His quarrel with the American journey doesn't end there. At the heart of our national experience is a long struggle to make real the ideal of "liberty and justice for all." But in running for president, Romney rushed to sign on with the immigrant-bashers; he would consign affirmative action and voting rights for African-Americans and other minorities to the dogmatic jurisprudence of ultra-conservative judges. And in a blatant reversal of his one-time claim that he was "better" on gay rights than Ted Kennedy, Romney not only campaigns against marriage equality, but against civil unions — and even employment non-discrimination.

Romney's America would deny basic civil rights — and that's not America at all. He's the one who's on the wrong side of the American idea. 

Finally, he's the one who's most flagrantly borrowed the most flawed of European ideas — the economics of cutting too fast, too far, and too rigidly. Although he never admits it — I assume as a self-styled "numbers guy" he knows it — Romney's policy of cut, cap, and balance would impose on the United States the same constricting austerity that has driven Britain into another downturn, led to negative growth in Germany, and triggered a Eurozone-wide slump or double-dip recession. This was not inevitable, but was government-made in the "capitals of Europe"; Romney disparages them, but would duplicate their ideology. 

Taken together, his program of heedless deregulation and fiscal paralysis would leave America helpless to deter or counter economic crisis, promote recovery, or prevent recession from descending into depression — which is what this president did in 2009. Instead, as happened in the 19th century, and all the way up to the New Deal, Romney's government would stand aside as the cycle of boom and bust let the few take high-risk gambles and then mostly survive, while most Americans would be underpaid and underprotected. It was one of the singular triumphs of the last century that a pragmatic America refused to accept this as inevitable; whether it was a Roosevelt, a Kennedy, or a Nixon, presidents more or less acted successfully to rescue the economy when it was in trouble. Flip Mitt would prefer the presently dominant economic model in London, Paris, and Berlin. 

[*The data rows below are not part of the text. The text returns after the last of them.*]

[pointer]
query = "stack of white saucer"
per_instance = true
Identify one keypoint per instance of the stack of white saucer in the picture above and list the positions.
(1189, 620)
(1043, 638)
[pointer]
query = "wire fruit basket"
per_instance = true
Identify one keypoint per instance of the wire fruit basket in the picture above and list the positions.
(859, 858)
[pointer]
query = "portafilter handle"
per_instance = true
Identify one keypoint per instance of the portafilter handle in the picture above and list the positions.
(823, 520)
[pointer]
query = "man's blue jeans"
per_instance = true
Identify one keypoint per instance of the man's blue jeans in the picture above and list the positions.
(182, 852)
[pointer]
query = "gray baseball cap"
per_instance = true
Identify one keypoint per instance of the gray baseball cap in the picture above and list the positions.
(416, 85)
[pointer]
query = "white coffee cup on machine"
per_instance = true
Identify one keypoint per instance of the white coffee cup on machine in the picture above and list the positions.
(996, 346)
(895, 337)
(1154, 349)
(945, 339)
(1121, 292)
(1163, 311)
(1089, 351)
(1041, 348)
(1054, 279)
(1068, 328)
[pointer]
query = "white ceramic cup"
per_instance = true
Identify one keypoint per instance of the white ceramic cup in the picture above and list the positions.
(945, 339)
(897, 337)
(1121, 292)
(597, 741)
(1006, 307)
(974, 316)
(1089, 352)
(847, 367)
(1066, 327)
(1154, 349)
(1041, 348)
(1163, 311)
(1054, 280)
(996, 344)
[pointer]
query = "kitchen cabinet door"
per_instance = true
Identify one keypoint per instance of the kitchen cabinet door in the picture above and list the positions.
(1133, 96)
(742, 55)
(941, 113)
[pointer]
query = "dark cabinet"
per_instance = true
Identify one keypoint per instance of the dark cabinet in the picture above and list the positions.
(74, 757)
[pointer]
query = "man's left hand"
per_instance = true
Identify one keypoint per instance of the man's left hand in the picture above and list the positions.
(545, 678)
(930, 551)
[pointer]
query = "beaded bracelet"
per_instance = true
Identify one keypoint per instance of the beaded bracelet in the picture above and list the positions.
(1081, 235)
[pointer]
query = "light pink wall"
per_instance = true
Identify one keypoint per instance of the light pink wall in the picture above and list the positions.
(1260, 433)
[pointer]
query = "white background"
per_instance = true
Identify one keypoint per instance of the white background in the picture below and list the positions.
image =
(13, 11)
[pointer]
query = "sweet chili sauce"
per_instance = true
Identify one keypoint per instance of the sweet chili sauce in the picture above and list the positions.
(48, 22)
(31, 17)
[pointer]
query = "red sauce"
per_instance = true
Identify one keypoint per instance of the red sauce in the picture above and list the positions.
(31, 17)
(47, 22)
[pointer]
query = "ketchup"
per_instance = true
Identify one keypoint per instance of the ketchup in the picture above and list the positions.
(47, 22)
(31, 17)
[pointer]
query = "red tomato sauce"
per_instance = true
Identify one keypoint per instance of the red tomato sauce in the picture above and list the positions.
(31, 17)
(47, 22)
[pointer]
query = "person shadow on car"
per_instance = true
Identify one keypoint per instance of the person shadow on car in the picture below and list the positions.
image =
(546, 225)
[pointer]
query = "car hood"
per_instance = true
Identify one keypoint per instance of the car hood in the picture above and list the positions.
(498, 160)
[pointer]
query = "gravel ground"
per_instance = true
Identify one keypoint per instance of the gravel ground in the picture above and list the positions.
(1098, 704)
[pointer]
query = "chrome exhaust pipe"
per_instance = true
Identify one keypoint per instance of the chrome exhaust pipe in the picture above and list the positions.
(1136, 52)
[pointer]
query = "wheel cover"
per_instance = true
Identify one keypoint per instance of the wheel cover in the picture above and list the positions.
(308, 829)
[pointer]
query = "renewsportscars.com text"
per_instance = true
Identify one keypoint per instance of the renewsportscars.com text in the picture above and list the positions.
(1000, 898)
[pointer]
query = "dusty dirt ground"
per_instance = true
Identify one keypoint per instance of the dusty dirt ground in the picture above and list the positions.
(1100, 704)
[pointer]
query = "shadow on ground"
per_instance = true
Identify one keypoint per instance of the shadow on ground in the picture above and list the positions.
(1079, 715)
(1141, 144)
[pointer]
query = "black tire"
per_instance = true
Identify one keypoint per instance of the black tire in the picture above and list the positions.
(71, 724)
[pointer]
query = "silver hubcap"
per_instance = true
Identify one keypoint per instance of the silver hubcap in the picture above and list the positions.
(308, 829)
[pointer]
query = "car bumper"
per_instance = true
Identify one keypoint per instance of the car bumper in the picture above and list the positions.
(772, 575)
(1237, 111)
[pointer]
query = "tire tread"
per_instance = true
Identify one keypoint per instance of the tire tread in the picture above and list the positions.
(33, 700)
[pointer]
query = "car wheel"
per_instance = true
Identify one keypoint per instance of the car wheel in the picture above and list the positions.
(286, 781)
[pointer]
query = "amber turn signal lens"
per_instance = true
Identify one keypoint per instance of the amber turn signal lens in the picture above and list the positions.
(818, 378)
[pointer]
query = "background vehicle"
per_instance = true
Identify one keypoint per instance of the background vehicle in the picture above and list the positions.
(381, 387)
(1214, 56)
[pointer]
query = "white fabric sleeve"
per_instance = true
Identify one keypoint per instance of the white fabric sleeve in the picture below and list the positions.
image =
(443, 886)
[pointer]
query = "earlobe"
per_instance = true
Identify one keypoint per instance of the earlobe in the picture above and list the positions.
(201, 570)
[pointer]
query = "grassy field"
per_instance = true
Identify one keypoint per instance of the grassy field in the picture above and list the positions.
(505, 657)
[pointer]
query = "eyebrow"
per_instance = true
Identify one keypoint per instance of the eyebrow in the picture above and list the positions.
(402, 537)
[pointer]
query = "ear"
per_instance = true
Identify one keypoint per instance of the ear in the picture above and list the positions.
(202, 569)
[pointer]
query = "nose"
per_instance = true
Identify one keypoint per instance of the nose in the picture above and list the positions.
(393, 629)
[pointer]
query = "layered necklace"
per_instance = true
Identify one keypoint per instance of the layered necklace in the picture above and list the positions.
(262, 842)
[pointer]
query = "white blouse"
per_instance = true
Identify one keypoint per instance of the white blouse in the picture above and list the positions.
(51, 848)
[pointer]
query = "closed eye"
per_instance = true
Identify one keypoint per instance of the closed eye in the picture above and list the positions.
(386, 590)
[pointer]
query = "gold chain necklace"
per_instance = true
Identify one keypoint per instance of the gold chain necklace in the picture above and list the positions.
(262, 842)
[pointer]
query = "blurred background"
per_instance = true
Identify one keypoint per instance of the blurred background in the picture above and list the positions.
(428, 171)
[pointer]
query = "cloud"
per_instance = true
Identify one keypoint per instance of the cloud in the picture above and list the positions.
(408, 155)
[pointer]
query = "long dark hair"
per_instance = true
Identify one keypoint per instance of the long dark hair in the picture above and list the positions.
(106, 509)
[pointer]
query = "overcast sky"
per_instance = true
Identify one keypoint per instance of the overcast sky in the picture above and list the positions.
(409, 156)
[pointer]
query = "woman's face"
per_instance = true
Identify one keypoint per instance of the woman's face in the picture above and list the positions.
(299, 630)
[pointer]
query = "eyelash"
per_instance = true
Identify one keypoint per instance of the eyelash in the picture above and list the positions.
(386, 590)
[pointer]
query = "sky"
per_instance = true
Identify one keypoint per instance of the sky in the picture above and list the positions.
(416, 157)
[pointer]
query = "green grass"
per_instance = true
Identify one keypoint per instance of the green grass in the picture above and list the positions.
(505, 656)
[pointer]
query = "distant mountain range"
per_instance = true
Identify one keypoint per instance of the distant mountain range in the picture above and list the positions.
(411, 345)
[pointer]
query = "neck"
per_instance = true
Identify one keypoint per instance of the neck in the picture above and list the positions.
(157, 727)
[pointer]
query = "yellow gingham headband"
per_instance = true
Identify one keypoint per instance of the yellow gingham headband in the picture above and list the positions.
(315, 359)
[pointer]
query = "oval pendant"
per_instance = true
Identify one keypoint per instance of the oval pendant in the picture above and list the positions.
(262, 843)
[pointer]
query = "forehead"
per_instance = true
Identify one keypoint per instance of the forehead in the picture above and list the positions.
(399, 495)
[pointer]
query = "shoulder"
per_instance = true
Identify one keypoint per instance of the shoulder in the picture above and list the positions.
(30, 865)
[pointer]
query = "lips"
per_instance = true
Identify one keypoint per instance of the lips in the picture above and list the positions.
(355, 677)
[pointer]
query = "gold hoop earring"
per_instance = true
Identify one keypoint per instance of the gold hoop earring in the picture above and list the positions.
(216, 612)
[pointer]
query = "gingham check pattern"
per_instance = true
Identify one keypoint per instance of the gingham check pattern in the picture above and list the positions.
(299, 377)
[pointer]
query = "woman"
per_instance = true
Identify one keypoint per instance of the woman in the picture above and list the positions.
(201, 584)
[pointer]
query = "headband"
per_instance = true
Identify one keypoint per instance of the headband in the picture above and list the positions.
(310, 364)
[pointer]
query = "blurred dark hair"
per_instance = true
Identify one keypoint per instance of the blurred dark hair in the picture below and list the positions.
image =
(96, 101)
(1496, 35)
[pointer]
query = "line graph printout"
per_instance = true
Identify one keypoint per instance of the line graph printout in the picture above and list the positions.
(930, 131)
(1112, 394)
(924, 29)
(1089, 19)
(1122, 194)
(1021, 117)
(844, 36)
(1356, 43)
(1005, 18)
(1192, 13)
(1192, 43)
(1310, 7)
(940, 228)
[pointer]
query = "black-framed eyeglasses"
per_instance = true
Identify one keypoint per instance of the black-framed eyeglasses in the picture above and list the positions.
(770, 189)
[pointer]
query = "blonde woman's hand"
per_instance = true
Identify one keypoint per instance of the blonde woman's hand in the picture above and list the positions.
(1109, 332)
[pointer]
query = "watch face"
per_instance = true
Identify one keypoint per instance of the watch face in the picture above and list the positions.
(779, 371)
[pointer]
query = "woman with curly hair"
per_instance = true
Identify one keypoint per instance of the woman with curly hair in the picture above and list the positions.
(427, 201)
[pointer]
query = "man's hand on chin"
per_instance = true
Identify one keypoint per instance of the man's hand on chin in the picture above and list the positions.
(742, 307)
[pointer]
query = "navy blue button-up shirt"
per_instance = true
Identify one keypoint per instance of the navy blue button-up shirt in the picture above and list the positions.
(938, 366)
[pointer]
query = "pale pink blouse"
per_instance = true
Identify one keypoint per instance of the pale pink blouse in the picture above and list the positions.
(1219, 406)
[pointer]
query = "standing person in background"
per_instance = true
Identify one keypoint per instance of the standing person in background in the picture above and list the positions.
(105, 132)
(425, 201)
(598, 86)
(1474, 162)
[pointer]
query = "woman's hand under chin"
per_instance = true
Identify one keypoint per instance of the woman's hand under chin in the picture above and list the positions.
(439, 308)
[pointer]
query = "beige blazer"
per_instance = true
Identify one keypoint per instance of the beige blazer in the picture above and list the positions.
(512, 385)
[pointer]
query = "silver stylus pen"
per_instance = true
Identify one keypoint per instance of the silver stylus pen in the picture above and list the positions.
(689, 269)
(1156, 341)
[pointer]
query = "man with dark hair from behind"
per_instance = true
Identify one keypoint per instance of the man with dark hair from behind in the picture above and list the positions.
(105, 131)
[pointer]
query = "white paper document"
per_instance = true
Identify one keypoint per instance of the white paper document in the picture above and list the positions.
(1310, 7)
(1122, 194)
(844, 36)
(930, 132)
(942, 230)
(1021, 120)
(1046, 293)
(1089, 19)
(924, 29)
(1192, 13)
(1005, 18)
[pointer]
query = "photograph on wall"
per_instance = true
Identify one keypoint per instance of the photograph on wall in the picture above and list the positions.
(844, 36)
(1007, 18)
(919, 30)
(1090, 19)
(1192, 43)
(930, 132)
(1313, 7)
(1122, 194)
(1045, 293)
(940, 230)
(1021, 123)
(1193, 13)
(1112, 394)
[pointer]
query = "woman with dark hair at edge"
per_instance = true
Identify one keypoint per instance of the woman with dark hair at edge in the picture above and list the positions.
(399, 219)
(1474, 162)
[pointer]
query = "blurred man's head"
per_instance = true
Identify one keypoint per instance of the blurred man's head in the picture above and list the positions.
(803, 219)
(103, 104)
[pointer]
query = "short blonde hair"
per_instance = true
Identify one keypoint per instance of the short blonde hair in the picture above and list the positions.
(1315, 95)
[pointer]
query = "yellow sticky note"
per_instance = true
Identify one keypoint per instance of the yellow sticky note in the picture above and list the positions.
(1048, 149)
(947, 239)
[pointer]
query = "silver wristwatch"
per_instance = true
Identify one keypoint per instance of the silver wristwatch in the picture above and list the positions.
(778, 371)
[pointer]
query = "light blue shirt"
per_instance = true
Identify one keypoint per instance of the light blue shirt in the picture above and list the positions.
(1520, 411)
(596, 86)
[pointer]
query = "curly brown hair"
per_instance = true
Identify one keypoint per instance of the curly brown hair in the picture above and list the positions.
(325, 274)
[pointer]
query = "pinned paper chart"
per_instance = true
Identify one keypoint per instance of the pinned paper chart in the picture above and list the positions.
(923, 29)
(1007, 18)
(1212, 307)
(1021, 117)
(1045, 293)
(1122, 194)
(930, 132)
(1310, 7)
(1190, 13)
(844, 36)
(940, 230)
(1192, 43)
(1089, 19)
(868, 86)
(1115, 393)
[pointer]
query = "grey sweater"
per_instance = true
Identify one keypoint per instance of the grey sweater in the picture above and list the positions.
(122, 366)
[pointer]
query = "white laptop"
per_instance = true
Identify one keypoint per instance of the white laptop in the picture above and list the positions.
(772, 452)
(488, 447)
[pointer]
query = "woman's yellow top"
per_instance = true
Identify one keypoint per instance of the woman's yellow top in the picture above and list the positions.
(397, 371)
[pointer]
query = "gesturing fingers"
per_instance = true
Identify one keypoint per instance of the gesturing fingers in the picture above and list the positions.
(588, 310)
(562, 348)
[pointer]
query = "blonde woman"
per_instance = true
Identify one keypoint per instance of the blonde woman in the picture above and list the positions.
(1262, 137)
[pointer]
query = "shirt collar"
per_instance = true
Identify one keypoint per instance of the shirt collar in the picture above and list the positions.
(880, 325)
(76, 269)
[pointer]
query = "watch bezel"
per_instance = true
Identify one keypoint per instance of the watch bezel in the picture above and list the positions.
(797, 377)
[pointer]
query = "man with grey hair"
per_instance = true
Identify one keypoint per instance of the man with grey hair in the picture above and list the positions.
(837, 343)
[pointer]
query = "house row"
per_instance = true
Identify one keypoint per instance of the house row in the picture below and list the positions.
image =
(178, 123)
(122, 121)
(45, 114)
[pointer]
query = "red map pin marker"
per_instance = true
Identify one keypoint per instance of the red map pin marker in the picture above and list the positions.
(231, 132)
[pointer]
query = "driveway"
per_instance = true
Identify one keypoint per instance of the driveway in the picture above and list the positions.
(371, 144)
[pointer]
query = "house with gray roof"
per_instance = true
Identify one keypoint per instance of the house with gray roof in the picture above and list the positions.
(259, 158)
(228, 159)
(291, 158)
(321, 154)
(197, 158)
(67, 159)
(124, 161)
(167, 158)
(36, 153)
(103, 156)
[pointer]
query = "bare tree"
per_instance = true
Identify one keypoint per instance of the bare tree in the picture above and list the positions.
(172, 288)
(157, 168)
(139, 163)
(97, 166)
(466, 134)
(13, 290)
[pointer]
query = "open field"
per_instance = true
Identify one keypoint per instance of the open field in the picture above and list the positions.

He's the candidate who offered the criticism — but it's Romney, not the president, who's in thrall to a European doctrine that, to be fair, is now being increasingly questioned in Europe itself. 

I doubt Romney will give up the xenophobia anytime soon. It plays well among primary voters who are suspicious that he's not reliably reactionary; it's a code-coated formula to depict Barack Obama as someone from another country, another continent, another tradition. In that sense, it's a modulated form of "birtherism."

Romney's right when he says this election is about "the soul of America." With his hostility to economic justice and the social safety net, his record in business, his desertion of the American quest for equal rights, and his embrace of floundering European economics, he would, if he ever got there, be the president of a very different and lesser United States. 

He asked for it. So it's only appropriate to conclude that, in more ways than one, Monsieur Romney is a 21st century robber baron.